NPR recently published a fascinating analysis of the link between Facebook use and our emotional lives.
The author, Jon Brooks, a reporter and editor at KQED’s Future of You blog, explains why assessing the social network’s relative merits and dangers is perhaps more complicated than it seems.
And that’s not just because of the scientist’s standard refrain — Facebook’s effects “depend on the person” — it’s also because there are so many different ways to use Facebook.
Brooks highlights psychologists’ distinction between what they call “active” and “passive” Facebook use. Active use involves direct exchanges with others: Think posting status updates and commenting on other people’s posts. Passive use is about consuming information, like by scrolling through your newsfeed.
The key thing to know here is that passive Facebook use seems to make us feel worse. That’s possibly because we feel jealous of our coworker who’s broadcasting her promotion and our college friend who’s posting photos from her wedding on the beach.

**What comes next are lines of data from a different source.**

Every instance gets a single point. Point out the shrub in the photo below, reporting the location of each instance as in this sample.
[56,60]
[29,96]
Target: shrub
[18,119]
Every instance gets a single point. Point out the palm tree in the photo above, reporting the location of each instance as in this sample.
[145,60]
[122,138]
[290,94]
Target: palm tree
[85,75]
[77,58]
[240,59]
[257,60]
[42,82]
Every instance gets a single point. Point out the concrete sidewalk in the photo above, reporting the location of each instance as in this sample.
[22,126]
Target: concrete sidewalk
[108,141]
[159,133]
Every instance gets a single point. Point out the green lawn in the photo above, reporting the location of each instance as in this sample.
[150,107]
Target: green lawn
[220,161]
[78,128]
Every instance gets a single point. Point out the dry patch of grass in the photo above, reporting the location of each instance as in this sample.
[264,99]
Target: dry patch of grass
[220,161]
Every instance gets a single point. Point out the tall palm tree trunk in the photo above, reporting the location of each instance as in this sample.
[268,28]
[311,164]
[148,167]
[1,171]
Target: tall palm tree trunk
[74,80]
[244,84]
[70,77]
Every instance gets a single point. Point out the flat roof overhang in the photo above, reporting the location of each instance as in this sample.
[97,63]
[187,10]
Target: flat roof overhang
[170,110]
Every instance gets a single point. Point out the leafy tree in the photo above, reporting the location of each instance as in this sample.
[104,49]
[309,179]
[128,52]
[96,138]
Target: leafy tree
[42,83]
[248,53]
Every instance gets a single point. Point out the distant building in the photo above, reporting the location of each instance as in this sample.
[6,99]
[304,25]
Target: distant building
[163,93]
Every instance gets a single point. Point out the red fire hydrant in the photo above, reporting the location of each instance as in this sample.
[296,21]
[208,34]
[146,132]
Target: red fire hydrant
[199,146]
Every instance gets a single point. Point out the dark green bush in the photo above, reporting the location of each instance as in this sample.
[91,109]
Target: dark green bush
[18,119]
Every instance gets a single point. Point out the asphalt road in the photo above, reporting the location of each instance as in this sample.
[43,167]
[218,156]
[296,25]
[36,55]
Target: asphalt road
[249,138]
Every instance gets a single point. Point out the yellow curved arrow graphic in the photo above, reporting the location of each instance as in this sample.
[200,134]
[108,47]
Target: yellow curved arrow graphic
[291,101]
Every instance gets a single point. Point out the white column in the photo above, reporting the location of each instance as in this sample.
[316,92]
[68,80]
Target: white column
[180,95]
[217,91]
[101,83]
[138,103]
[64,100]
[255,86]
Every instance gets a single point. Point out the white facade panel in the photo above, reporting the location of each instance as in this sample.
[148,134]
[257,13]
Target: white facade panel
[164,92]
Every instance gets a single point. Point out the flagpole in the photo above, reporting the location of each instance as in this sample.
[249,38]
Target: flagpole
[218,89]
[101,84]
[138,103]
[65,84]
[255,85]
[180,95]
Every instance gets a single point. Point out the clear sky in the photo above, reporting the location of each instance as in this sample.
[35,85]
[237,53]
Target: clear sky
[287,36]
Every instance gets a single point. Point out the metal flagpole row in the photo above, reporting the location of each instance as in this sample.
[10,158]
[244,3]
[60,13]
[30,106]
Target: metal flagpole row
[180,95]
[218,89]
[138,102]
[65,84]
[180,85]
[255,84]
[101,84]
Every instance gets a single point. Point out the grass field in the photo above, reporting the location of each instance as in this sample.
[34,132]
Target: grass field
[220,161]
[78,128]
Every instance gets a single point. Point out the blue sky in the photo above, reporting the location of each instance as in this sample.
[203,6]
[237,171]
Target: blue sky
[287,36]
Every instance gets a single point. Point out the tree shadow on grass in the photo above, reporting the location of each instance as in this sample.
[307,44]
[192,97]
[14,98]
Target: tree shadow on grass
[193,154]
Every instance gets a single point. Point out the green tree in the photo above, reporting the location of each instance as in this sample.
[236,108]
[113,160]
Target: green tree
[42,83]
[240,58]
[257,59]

In one 2015 experiment, for example, researchers instructed participants to use Facebook either actively or passively for 10 minutes. When those participants answered questions about their mood later in the day, those who’d used Facebook passively felt 9% worse, while those who’d used it actively felt slightly better.

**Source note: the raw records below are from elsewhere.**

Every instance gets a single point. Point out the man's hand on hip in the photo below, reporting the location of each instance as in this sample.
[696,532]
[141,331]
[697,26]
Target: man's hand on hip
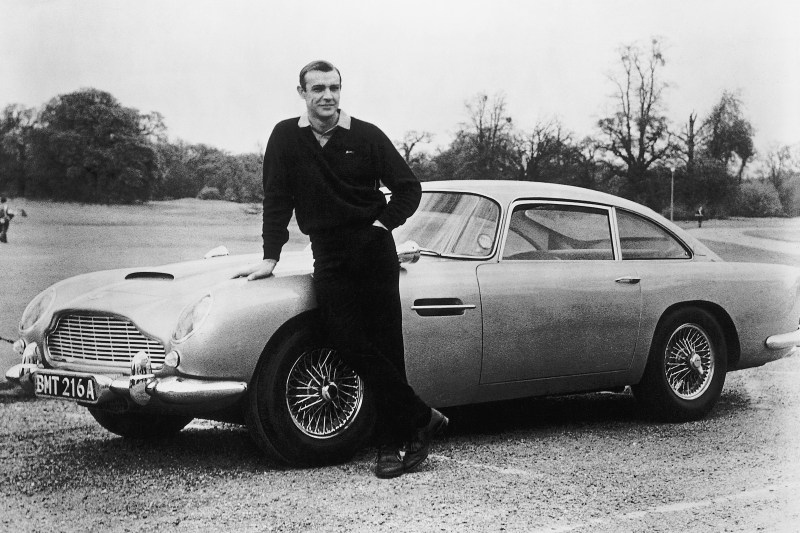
[258,270]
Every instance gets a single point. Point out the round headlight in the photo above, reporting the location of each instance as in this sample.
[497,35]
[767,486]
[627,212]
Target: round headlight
[191,318]
[38,307]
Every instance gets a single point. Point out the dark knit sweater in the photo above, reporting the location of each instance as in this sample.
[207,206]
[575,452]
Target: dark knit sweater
[334,187]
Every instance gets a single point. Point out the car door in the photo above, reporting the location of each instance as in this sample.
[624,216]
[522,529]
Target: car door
[558,302]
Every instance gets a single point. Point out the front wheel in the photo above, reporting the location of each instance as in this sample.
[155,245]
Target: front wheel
[686,369]
[140,425]
[306,406]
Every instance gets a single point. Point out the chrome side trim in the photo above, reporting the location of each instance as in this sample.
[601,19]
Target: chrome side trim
[444,307]
[783,340]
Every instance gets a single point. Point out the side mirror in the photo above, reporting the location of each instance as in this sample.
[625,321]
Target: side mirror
[219,251]
[408,252]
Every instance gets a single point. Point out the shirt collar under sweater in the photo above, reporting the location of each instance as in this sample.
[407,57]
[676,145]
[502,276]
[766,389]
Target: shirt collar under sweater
[322,138]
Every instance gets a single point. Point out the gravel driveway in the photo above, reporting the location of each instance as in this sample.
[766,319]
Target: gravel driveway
[590,463]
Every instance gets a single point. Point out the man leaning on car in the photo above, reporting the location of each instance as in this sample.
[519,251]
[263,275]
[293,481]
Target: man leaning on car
[327,167]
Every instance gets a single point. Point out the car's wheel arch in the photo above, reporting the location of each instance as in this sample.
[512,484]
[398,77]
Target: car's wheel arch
[297,322]
[725,321]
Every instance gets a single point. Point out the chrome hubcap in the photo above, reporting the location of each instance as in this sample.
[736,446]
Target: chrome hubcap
[322,394]
[689,362]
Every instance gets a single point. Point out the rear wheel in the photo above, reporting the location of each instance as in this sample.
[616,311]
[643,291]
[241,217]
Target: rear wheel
[140,425]
[686,368]
[305,406]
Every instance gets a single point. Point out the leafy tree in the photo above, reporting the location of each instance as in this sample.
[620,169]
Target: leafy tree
[728,133]
[636,135]
[549,153]
[16,129]
[757,198]
[91,148]
[781,170]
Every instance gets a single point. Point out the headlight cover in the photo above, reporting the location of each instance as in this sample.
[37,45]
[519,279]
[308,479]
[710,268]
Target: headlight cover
[36,309]
[191,318]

A follow-up experiment published in the same paper found that envy explains most of the link between passive Facebook use and lower well-being although, interestingly, people didn’t seem to realise they were feeling envious.

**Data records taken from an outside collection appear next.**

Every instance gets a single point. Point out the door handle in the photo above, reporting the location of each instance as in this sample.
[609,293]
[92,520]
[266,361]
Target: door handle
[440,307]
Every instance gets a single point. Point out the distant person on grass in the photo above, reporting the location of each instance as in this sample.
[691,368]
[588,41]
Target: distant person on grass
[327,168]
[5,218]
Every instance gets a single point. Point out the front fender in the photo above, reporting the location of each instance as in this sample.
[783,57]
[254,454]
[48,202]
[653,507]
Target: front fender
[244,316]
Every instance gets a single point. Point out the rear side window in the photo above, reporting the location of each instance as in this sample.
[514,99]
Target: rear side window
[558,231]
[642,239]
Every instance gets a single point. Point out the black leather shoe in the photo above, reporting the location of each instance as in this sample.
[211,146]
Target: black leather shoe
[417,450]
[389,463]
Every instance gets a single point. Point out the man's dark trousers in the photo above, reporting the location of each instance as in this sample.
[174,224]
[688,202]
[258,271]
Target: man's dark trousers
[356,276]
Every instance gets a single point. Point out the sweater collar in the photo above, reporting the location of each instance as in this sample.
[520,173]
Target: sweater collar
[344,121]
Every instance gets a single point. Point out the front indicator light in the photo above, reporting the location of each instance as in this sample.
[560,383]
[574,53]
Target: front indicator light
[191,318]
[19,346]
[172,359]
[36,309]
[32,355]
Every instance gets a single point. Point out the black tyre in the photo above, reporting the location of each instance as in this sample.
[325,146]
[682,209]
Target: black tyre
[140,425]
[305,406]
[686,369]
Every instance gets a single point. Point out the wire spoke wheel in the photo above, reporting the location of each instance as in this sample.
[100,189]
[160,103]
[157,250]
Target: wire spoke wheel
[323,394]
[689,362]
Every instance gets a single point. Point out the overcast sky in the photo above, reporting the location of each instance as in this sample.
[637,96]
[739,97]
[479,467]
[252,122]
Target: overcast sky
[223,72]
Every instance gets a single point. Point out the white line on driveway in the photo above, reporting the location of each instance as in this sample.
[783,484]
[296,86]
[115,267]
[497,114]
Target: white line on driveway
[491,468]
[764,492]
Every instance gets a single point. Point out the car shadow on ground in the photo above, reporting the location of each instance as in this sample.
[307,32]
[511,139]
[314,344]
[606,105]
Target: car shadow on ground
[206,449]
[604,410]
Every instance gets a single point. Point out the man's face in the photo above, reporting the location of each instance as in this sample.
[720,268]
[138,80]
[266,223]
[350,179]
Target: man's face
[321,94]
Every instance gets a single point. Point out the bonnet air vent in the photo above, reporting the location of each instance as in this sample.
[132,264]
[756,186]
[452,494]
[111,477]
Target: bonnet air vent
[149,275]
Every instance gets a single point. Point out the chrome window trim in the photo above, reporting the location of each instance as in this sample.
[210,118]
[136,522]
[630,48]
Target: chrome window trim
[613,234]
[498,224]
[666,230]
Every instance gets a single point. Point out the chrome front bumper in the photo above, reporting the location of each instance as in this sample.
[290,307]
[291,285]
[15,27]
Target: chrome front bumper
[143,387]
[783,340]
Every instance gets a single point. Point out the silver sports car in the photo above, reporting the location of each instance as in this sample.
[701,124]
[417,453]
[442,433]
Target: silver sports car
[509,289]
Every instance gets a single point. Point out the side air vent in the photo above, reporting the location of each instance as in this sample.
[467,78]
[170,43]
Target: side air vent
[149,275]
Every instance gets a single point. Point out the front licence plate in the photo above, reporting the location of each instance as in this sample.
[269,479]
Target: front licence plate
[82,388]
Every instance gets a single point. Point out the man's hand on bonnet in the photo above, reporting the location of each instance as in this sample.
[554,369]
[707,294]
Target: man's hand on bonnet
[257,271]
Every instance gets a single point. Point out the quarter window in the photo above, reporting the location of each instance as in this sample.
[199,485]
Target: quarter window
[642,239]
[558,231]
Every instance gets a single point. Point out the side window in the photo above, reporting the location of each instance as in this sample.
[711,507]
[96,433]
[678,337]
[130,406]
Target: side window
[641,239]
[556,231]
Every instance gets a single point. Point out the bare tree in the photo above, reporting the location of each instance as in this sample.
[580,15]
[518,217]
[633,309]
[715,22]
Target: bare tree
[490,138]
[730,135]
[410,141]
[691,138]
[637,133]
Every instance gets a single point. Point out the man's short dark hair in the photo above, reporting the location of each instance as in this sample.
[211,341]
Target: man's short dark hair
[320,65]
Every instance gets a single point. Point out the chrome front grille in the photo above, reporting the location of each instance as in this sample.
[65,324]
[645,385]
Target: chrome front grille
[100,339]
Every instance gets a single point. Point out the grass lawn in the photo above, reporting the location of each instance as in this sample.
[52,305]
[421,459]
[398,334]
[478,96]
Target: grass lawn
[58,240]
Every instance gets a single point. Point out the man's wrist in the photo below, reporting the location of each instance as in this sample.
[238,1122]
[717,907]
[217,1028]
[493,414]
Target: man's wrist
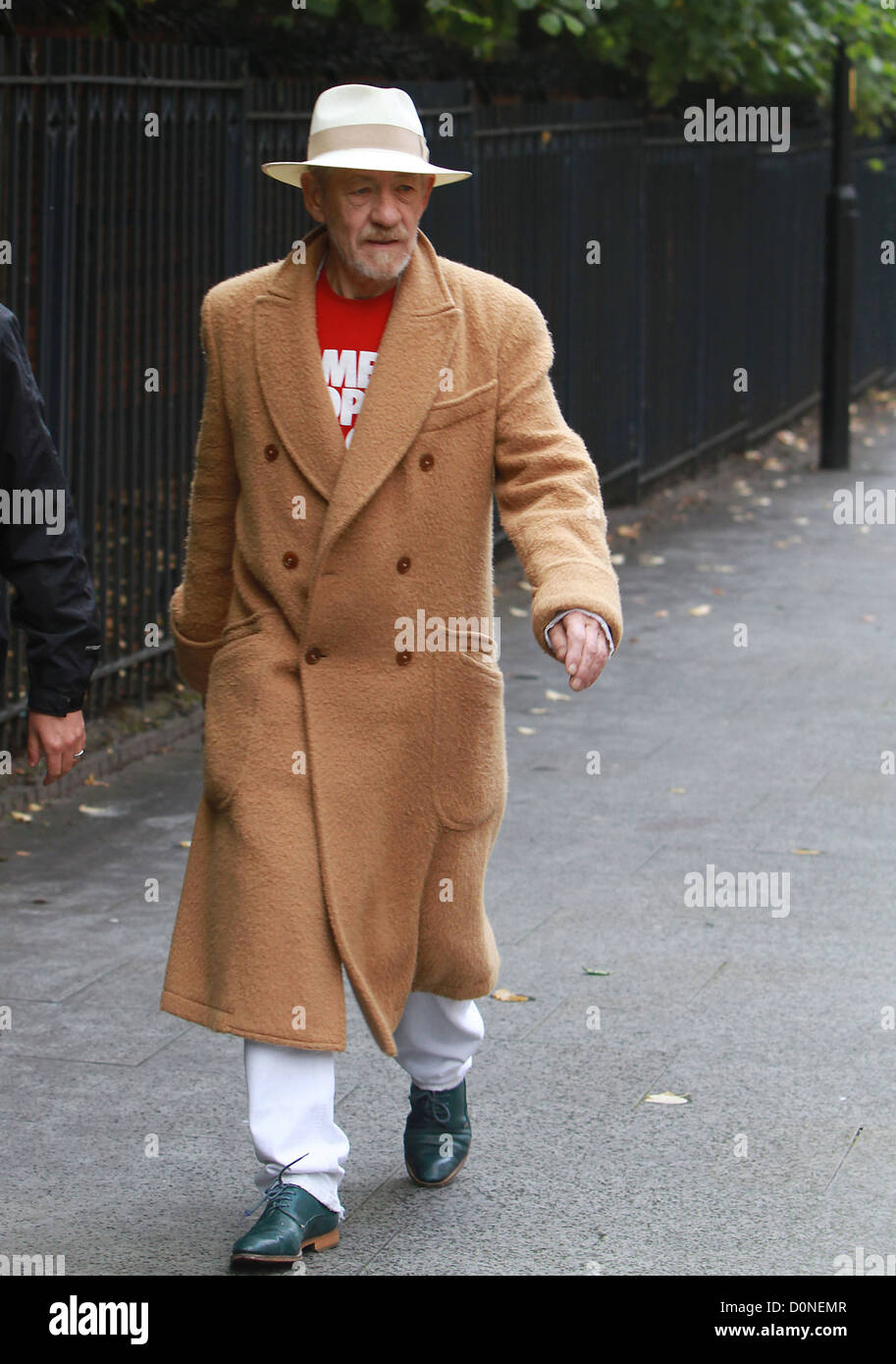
[592,614]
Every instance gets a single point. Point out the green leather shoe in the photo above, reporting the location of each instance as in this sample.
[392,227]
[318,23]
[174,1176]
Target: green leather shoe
[292,1221]
[437,1135]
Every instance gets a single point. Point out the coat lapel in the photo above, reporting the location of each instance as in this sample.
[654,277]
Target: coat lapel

Other research has highlighted the potential perils of social comparison — people are notoriously poor judges of evaluating other people’s emotional experiences. We see smiling families and vacation snapshots and assume that everything in our Facebook friends’ lives is hunky-dory, when in fact they might be depressed or anxious or going through a generally tough time.
And scientists say that feeling that everyone else’s life is swell while yours is less so may in some cases lead to lower well-being.
Another important finding from the 2015 Facebook experiments: When people were left to their own devices and asked to report how they were engaging with Facebook, it turned out that passive use was more common than active use.
The researchers stipulate that people either don’t know passive Facebook use dampens their mood, or they do know and are willing to sacrifice their positivity for the sake of staying in the loop.
If there’s practical advice to come out of this research, it’s this: Try not to mindlessly scroll through your newsfeed as a relaxation device. It could be making things worse.
Instead, consider writing a thoughtful comment under a cousin’s status update or sending a message to a close friend you haven’t spoken to in a while. They’re small tweaks, but they could make a world of difference in your attitude toward life.